An award winning short story.

I always had a fear of looking like the sad old men whose ties never quite reached their belts. Six inches of shirt between tie tip and waist band. My tie, being a pale pinky, bluey sort of thing went well with most of my fairly limited collection of shirts. The obvious white one from M&S, the button down denim one, the stripey one that had two front pockets and so on. It really is amazing how important those breast pockets are. Is it because they are called breast pockets – does it ring some sort of carnal bell? I just can’t cope without a pocket for my credit card and cash; it is my link with control. I am in charge if I have the MasterCard over my nipple. I do not need a wallet; everything I need is there next to my chest, ready to be flashed in any situation.

However, she found a top class shirt going really cheap and decided it was the one for me. It was a marvellous, wonderful, fabulous shirt. Beautifully made with extra buttons and folds, and pockets, and everything was double stitched. It had creases and linings, spare buttons for button holes I could never really find uses for.. All the trappings of calibre, of quality. A prince among shirts. Trouble was it only came in bright red. My tie just didn’t match up. How could I sacrifice my faithful friend for this fickle, flashy newcomer?

I suspect you are waiting for me to trot out all the obvious cliches about knots and ties for this relationship. Did I tell her to get knotted? Was she after an emotional tie that I couldn’t cope with? What do you expect of me?

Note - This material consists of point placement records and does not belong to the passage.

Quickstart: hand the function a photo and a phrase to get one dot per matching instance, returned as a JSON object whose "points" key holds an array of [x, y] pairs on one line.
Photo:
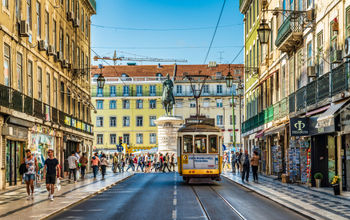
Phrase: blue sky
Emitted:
{"points": [[138, 28]]}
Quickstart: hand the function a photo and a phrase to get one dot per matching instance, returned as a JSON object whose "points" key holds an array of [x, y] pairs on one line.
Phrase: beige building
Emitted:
{"points": [[44, 81]]}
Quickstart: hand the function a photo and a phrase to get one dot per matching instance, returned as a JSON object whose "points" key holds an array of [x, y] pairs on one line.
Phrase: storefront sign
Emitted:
{"points": [[299, 126]]}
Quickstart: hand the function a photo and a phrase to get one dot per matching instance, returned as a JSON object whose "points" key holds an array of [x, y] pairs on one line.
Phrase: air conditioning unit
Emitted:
{"points": [[70, 16], [24, 29], [42, 45], [347, 48], [311, 71], [337, 56], [76, 22], [51, 50]]}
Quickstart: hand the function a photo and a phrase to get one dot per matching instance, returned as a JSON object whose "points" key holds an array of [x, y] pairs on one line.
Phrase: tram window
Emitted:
{"points": [[188, 144], [213, 144], [200, 144]]}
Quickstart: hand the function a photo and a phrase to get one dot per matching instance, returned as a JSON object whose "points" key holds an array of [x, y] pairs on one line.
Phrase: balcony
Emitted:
{"points": [[290, 33]]}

Our lust couldn’t endure the strain of the tie affair. We stopped sharing a bed and literary conversations. Stephen King was safe, another sale at least every six months to add to the other 2 million.

That shirt was a present and so was the tie. Every time I buttoned up the shirt I reached for MY tie and every time I did that the metaphors started to drown me. That tie reminded me of the past when I didn’t need to wear one, when I was free to do what I wanted and I wasn’t trapped in a job that kept me tied up. The new shirt told me what a successful man I was, in a job that deserved such a pristine example of well-made formality. The tie that I left on the rack back home made me remember all the things that I had wanted, to be and to do.

Freedom in a tie? The girl who gave it to me had made it herself. She ripped an old one to pieces and worked out how the whole thing fitted together. When she gave it to me I was touched but confused. I didn’t wear ties then. Perhaps when I went home for a family wedding, or a funeral, but not as part of my daily life. But somehow she had known that I would be needing one for an interview not much later and it had gone with my one decent shirt. It fitted; it worked and pretty soon so did I. The tie became a symbol of how I could take the past me into the future and still remember him.

But this new shirt kept telling me where I am and where I am always going to be. As I said a little while ago – ties tell you a lot about a man. Ties don’t lie.

Still I’ve started my own little rebellion. I just refuse to button up my cuffs. Already I feel unshackled, I am marching to freedom! Glory, Glory! Give me another year or two and I might undo the top button on my shirt. Somewhere I lost myself and all I’ve got left is that tie. Maybe she should have read the last page first.

Be careful about giving your man a shirt for his birthday. What are you trying to tell him? Whether it is buttoned down, has the most spacious pockets and really impeccable cuffs, it doesn’t really matter. It just won’t tie him down. It’s the neckwear that counts.

Especially if his head is in the noose already.